Das ist der entscheidende Punkt: OpenAI lässt seine offenen Modelle gegen die eigene geschlossene Konkurrenz antreten. Entweder maximales Selbstvertrauen oder maximale PR-Strategie.
Was Das Bedeutet
- Wer:** OpenAI (offene Modelle) vs OpenAI (o4-mini, geschlossen)
- Tester:** Together AI, eines der größten Open-Source-Inference-Unternehmen
- Vergleich:** Praxistests, keine Cherry-Picked-Benchmarks
OpenAI fährt damit zweigleisig. Geschlossene Premium-Modelle für zahlende Kunden, offene Modelle für die Community. Das Kalkül ist klar: Entwickler an das Ökosystem binden, bevor Llama und Mistral alles abräumen.

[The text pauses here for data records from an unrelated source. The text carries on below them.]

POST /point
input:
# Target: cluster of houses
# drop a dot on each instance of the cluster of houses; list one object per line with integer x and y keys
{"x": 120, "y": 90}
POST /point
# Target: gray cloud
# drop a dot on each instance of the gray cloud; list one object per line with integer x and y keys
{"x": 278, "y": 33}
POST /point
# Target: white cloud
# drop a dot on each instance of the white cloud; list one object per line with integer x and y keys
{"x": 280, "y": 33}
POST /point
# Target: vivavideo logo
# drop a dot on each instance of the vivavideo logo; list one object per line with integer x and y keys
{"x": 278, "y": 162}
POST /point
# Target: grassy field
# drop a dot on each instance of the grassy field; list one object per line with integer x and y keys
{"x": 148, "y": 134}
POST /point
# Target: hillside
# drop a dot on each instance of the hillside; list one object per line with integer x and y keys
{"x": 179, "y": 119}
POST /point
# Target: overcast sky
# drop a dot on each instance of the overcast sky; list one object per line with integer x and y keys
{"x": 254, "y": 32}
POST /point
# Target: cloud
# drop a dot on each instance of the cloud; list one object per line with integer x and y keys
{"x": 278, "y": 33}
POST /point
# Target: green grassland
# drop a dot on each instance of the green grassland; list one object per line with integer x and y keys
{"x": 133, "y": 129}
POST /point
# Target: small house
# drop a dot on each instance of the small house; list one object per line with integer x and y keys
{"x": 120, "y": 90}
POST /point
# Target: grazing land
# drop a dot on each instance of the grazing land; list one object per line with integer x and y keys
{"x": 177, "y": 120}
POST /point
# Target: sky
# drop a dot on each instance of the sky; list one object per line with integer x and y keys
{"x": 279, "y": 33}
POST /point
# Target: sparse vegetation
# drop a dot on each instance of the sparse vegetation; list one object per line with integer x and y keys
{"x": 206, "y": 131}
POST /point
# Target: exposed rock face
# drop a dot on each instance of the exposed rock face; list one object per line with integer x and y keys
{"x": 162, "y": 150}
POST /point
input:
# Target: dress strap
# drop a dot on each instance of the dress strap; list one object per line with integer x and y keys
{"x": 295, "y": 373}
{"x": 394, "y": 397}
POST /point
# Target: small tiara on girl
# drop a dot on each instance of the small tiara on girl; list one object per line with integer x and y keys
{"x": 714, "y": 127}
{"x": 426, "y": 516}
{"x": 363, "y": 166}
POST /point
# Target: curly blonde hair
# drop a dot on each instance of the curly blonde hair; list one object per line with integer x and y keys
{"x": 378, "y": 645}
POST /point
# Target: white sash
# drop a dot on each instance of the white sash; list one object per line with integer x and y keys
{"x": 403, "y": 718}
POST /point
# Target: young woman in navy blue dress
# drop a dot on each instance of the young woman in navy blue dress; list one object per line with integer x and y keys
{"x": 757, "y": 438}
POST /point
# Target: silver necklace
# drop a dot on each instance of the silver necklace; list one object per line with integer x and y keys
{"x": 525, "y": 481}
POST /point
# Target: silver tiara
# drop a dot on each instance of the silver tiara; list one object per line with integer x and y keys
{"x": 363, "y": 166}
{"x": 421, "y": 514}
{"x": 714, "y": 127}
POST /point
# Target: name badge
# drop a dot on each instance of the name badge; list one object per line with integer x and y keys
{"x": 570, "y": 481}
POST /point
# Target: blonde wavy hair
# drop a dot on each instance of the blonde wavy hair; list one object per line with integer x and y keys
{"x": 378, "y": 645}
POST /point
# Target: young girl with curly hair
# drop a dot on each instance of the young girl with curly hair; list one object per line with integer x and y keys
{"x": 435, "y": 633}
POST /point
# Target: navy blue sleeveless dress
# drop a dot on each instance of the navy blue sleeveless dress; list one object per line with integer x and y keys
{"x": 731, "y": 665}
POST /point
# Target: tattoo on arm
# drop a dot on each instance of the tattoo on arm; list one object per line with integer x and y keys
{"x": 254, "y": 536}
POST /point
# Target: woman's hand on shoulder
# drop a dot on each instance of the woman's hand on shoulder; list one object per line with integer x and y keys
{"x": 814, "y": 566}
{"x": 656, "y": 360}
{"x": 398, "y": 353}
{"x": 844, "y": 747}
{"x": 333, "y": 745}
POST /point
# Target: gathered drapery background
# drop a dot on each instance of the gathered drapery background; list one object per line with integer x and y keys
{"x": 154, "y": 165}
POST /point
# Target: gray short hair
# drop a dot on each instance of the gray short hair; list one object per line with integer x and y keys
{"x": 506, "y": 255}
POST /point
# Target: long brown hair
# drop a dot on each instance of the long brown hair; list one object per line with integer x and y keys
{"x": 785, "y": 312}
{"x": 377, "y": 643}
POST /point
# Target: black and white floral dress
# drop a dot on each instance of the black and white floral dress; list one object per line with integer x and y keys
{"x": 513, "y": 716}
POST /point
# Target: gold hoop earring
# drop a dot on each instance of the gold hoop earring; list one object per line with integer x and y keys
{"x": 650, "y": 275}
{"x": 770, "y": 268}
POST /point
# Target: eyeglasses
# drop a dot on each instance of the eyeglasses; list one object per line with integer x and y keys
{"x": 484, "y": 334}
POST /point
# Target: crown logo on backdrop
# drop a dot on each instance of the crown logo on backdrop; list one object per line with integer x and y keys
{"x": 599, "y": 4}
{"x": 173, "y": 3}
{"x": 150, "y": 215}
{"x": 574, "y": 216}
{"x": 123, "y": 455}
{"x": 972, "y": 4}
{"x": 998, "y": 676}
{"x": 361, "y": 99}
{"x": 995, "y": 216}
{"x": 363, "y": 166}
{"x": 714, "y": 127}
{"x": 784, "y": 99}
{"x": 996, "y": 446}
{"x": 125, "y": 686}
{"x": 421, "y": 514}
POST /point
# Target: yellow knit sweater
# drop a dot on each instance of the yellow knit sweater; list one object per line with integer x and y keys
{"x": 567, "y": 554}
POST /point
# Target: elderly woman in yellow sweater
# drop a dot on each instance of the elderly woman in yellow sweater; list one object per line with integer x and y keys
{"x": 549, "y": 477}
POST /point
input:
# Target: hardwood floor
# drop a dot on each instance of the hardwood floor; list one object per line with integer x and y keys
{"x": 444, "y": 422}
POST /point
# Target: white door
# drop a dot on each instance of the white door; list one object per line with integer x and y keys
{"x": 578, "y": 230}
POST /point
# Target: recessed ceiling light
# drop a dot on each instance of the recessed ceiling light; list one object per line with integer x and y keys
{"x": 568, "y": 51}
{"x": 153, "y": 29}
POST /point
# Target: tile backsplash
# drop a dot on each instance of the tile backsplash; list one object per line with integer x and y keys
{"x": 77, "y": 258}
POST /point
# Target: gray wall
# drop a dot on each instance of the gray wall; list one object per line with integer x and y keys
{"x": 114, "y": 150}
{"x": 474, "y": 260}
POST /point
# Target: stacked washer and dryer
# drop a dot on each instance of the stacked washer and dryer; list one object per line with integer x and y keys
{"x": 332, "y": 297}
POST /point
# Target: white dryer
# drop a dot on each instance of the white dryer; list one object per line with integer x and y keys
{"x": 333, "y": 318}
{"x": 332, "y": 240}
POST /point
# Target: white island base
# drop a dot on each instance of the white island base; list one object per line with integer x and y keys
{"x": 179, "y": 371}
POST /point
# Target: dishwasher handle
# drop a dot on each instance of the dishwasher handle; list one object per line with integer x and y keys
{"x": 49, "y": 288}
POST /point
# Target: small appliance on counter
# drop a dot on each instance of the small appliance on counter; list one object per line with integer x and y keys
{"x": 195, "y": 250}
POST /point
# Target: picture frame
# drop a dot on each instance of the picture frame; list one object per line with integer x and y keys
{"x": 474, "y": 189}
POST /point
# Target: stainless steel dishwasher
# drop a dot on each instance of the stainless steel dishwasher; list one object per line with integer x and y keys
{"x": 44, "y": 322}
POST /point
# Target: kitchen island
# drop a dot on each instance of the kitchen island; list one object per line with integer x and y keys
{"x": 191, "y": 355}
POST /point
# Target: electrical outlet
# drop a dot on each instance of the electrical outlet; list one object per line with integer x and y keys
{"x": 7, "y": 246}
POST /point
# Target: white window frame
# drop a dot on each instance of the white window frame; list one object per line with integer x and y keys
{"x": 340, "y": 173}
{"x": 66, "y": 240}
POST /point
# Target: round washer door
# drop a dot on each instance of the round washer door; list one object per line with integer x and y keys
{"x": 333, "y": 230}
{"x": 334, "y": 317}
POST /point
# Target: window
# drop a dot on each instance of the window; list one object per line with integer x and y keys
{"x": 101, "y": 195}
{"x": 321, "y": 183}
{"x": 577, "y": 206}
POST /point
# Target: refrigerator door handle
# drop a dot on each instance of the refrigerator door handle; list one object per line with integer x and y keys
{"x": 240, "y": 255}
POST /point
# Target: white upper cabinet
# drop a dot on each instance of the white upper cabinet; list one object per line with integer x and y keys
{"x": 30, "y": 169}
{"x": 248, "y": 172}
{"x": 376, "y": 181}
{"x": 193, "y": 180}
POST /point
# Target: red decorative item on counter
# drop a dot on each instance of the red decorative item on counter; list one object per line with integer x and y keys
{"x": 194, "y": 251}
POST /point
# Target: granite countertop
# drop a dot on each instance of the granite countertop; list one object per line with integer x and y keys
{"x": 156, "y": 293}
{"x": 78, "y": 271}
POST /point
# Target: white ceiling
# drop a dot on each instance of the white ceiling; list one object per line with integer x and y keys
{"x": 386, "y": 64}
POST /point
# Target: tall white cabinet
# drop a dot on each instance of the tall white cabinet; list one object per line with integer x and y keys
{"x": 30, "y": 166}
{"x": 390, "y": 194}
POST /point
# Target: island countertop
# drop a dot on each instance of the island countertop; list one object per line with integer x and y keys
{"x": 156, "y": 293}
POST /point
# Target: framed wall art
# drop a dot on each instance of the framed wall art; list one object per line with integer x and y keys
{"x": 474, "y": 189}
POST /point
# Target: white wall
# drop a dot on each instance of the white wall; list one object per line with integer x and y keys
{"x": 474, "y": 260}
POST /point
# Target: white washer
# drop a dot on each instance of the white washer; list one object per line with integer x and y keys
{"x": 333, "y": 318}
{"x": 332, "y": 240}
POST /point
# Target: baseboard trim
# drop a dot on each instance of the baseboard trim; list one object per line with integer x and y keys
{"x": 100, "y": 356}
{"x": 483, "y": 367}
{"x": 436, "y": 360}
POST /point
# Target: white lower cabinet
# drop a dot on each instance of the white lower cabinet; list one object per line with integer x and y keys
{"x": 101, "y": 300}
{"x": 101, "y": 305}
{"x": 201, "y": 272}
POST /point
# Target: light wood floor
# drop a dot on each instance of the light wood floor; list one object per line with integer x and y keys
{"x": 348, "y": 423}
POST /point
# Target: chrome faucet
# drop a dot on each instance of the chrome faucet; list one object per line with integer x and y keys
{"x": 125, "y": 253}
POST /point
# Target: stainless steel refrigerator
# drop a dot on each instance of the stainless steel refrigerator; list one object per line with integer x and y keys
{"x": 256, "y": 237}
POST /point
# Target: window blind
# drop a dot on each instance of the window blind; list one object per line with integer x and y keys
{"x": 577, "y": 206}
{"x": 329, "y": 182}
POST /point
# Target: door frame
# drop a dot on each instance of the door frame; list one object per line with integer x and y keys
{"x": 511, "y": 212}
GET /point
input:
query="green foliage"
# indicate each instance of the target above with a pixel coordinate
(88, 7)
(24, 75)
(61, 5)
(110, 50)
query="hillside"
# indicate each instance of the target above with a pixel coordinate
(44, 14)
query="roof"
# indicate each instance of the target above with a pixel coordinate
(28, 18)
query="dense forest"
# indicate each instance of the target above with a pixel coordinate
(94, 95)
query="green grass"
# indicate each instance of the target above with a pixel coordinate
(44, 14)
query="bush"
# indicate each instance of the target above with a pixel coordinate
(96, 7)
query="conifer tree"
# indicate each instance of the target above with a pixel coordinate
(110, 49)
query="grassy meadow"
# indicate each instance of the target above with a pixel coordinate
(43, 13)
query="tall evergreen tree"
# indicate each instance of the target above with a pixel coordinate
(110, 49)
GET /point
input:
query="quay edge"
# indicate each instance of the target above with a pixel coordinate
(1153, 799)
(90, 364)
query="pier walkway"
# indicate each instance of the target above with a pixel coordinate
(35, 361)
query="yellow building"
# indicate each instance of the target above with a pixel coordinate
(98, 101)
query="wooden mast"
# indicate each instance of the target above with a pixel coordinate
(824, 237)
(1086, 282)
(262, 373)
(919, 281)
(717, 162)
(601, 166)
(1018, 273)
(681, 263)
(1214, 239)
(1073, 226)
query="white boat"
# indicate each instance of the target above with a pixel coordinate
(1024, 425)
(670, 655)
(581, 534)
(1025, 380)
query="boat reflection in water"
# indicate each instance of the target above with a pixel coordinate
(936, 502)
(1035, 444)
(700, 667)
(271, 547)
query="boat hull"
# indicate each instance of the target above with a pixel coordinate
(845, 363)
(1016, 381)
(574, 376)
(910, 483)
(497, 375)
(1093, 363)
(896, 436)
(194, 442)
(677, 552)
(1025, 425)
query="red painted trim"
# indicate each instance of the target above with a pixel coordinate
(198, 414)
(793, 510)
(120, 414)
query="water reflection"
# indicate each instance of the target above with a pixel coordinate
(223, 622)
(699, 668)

Offene Modelle, Geschlossenes Spiel
Meta, Mistral, Google — alle drücken Open-Weight-Modelle raus. OpenAI kam spät zur Party, will aber jetzt zeigen, dass ihre offenen Modelle nicht nur Resteverwertung sind. Ob sie o4-mini wirklich das Wasser reichen können, hängt von den konkreten Tasks ab. Together AI liefert die Zahlen.